Through his commitment to arguing that “Life is no miracle” (“The Day”), Paterson comes close to denying that life has a “specific gravity” at all. One does not have to be religious to believe in sin; Paterson’s earlier collections were fluent in it and understood the burden of history, inheritance, and confused morality pressing upon each moment. In this they were arguably more “mature” than Rain, a collection that closes with a statement worryingly redolent of John Lennon’s “Imagine,” that ultimate fantasy of dissociation masquerading as humanism:

forget the ink, the milk, the blood— all

was washed clean with the flood

we rose up from the falling waters,

the fallen rain’s own sons and daughters

and none of this, none of this matters.

The best poem in Rain is not the glib, closing title poem from which this homily is taken, but an almost-title poem, “The Rain at Sea.” In it we find Paterson stranded on a train near the remote Scottish coastal town of Montrose. Pressed against the glass of the train window, he considers a cloud pouring rain into the darkening sea. Then a cruel subversion: the beautifully described spectacle is undercut as Paterson realizes his separation, his miniscule, all-too-human relative position. “How did I blunder into here?” he asks.

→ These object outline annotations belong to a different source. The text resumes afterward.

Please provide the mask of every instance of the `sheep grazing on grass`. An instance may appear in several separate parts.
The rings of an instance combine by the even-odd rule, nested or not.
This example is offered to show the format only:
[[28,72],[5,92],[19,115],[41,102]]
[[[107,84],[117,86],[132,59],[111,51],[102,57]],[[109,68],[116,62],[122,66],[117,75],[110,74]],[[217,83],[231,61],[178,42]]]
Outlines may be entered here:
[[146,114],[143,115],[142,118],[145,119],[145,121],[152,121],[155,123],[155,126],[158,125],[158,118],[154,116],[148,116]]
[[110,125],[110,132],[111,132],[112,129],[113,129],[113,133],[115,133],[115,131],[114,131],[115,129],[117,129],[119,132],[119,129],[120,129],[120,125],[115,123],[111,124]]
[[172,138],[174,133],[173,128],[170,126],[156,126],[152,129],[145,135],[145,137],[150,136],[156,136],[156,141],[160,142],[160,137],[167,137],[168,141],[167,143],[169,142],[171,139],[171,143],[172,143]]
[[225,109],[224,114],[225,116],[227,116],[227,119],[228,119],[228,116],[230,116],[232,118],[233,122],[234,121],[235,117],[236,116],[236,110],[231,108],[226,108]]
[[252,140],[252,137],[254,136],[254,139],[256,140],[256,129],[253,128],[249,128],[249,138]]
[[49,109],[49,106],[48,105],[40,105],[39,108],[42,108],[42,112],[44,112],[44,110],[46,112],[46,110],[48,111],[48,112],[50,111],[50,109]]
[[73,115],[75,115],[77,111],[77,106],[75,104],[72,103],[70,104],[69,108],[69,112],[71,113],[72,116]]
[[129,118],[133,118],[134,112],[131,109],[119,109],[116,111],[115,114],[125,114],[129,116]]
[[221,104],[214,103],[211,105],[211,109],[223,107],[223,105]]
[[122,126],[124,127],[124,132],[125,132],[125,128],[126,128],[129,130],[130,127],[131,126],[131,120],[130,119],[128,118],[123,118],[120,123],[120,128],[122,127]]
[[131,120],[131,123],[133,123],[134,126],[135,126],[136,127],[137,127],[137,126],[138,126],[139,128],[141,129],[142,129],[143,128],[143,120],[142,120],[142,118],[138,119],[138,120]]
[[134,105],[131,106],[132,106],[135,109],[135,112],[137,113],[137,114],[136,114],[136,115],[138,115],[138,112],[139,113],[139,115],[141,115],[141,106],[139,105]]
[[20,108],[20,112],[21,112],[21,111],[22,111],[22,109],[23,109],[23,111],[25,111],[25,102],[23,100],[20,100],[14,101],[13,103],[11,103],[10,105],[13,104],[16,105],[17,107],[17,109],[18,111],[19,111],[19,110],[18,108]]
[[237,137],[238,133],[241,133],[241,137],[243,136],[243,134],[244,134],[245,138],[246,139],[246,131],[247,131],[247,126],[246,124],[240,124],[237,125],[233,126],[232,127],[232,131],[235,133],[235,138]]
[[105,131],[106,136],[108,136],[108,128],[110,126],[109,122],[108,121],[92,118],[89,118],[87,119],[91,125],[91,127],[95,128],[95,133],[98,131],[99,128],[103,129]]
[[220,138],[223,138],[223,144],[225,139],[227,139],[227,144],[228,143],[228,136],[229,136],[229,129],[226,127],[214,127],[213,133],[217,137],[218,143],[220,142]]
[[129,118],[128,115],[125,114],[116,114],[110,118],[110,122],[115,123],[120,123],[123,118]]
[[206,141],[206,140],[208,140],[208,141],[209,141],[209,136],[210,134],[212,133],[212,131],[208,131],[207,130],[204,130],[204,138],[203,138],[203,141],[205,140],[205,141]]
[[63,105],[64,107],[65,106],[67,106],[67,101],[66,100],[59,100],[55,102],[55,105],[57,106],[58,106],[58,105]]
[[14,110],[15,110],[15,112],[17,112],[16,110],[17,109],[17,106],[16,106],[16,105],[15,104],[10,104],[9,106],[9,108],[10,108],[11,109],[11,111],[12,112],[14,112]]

“The Rain at Sea” eschews stress meter in favor of a shapely, loose iambic tetrameter with which Paterson definitively rediscovers his talents. Dextrously inverting the line’s first foot, he frontloads the stress: “How did I blunder into this?” It seems small, but the effect is tremendous. It turns “how” from a query into a question of epic urgency. But better still is what it does to “blunder.” Preceded by two dampened syllables, it pops with palpable self-disgust.

Instead of such pungency, Rain too often opts for a slightly pious death wish, a kind of sublime (though not divine) indifference. More spike and tonal complexity, qualities abundant in the Paterson of yore and vibrantly renewed in “The Rain at Sea,” could be imported to the questing, sanguine mid-period Paterson we find taking his first steps in Rain. I’d give you short odds that the result would be thrilling.